Giving Consumers What They Want, Misinformation

When it comes to information about food, there is no shortage of information. A trip through a modern grocery store is an adventure in information overload.  Even a trip to a farmers’ market will assault your senses with more information then you may really want or can process. The problem is there is no way to filter out the legitimate information from the hogwash. While some food products attempt to present factual information useful to consumers, others simply try and baffle us with BS.

It’s simple: If you increase transparency, you will increase trust. That is the position of the Council for Food Integrity, an industry-funded organization that conducts fair and honest research on consumer attitudes about food. CFI says its latest research proves its point, “This year’s research is the culmination of three years of work on the concept of increasing food system transparency.” According to the CFI data, what most consumers mean when they say transparency is that they want information about 6 areas: food safety, the impact of the food product on health, environmental impact of the product and how it is produced, Labor and human rights, animal wellbeing, and the business ethics of the company whose name is on the package. While consumers say they care about all these things, there are some they care more about than others.
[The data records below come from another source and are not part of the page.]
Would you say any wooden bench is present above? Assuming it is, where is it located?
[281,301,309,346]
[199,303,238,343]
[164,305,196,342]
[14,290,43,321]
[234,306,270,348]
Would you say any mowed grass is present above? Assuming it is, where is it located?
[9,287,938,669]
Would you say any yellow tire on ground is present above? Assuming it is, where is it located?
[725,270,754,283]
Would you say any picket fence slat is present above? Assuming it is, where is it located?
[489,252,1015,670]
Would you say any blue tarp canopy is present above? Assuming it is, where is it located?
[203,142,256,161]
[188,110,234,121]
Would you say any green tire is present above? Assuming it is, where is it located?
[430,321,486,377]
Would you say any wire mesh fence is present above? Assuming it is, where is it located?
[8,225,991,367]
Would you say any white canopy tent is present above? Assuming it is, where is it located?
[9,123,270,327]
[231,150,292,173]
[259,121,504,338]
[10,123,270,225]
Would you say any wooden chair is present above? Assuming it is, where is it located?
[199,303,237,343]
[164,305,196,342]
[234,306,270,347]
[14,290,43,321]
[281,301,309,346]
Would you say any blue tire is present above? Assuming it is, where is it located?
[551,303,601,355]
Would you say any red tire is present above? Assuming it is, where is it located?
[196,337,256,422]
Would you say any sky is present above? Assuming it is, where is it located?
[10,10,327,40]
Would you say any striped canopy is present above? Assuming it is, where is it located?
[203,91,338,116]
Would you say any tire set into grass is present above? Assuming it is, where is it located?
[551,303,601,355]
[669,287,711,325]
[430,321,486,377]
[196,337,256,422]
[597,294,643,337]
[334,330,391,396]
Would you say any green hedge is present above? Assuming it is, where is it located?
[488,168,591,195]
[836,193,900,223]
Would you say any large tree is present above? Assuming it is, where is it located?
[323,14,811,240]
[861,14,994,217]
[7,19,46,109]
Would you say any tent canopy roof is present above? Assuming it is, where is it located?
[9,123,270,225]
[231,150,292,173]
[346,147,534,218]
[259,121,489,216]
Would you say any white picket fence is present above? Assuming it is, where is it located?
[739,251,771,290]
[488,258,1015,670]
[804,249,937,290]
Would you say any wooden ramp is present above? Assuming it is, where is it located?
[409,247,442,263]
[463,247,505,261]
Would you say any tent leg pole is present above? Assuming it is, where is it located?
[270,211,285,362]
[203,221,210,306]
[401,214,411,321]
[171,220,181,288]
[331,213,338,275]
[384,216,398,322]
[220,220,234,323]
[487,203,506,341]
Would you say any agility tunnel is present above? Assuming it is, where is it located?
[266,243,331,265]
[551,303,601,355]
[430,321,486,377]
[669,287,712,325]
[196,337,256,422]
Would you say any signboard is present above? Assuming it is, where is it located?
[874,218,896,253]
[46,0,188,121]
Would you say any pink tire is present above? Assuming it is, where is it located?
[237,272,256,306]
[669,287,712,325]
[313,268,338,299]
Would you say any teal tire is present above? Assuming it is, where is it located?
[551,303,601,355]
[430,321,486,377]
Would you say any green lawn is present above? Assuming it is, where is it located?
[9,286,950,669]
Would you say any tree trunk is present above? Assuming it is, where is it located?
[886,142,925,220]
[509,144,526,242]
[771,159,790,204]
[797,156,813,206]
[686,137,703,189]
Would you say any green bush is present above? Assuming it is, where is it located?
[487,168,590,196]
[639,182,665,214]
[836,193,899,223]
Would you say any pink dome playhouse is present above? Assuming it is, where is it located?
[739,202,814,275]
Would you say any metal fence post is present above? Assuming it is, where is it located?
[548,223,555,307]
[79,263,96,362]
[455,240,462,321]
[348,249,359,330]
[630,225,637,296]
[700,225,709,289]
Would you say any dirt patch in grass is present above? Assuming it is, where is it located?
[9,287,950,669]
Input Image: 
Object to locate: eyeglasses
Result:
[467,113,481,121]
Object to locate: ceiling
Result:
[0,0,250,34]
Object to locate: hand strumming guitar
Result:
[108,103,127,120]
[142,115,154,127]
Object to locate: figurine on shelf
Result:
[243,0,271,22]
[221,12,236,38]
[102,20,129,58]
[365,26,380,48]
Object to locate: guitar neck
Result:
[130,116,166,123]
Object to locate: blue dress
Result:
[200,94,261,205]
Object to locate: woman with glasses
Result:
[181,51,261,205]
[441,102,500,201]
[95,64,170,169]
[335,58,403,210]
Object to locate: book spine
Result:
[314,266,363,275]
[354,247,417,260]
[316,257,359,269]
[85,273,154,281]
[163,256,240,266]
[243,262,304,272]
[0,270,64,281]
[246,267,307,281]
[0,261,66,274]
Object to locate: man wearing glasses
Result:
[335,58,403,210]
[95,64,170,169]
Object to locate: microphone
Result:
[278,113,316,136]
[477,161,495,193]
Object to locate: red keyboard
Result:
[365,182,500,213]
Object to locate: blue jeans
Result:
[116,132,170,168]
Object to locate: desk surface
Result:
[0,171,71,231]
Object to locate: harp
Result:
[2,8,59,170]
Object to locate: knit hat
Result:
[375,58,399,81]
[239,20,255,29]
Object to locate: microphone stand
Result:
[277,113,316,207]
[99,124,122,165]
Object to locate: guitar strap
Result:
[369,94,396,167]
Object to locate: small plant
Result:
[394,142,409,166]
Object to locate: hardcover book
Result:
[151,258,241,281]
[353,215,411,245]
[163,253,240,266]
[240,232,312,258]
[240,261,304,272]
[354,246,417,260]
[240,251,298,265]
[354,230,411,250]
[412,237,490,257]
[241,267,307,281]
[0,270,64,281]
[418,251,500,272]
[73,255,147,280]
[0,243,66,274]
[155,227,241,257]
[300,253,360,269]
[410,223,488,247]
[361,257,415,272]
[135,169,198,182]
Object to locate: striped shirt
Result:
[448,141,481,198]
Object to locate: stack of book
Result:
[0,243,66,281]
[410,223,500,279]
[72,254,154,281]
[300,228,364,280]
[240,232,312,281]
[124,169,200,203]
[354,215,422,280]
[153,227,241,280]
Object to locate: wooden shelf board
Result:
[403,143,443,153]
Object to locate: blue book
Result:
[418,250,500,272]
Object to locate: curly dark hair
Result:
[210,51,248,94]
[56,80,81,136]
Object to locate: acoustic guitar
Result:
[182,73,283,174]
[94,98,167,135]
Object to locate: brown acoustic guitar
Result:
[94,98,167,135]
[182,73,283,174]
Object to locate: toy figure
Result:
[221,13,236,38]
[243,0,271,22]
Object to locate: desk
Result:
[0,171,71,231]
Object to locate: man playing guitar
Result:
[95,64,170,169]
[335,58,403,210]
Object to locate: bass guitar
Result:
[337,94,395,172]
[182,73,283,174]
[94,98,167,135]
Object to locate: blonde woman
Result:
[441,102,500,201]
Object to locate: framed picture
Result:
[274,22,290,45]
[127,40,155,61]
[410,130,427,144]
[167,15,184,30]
Food safety, what is in a product, and how those ingredients were derived are top of mind for most consumers. According to CFI, this is also the kind of information consumers want on a label. It is the “me” mentality. If it is something that is going to impact me, then I want to know it now. Social and environmental issues are things consumers say they are willing to go to a web site to learn about.  CFI says what consumers want on a label includes all ingredients, regardless of quantity; allergens; preservatives; and whether ingredients were derived from GMO seed. Notice that consumers did not indicate they want to know what is NOT in a product.

Yet, that is what more and more information about food is: what is not in a product. A quick trip down any grocery store aisle will reveal labels, signs, and posters that make claims about what something is not. Gluten free, antibiotic free, hormone free, GMO free, peanut free, allergen free, trans fat free, sugar free, MSG free, salt free, meat free: these are things you are likely to encounter. About the only sign you are not likely to see is one that reads “free.”

I consider this kind of information misleading. In many cases, the item that is being proclaimed as being not in a food is either prohibited by law from being there in the first place or could never be in the product anyway — like gluten free water or boneless bananas. The implication is that, by claiming a particular product does not have something in it, the product next to it on the shelf does. This approach also distracts the consumer by getting her to think about what is not in a product rather than what is. A product may shout loudly about having no GMOS, but put in fine print the artificial coloring and flavors it has.

Consumers keep asking for transparency in their food supply, yet all the food and grocery industry does is cloud the shelves with what is not in our food.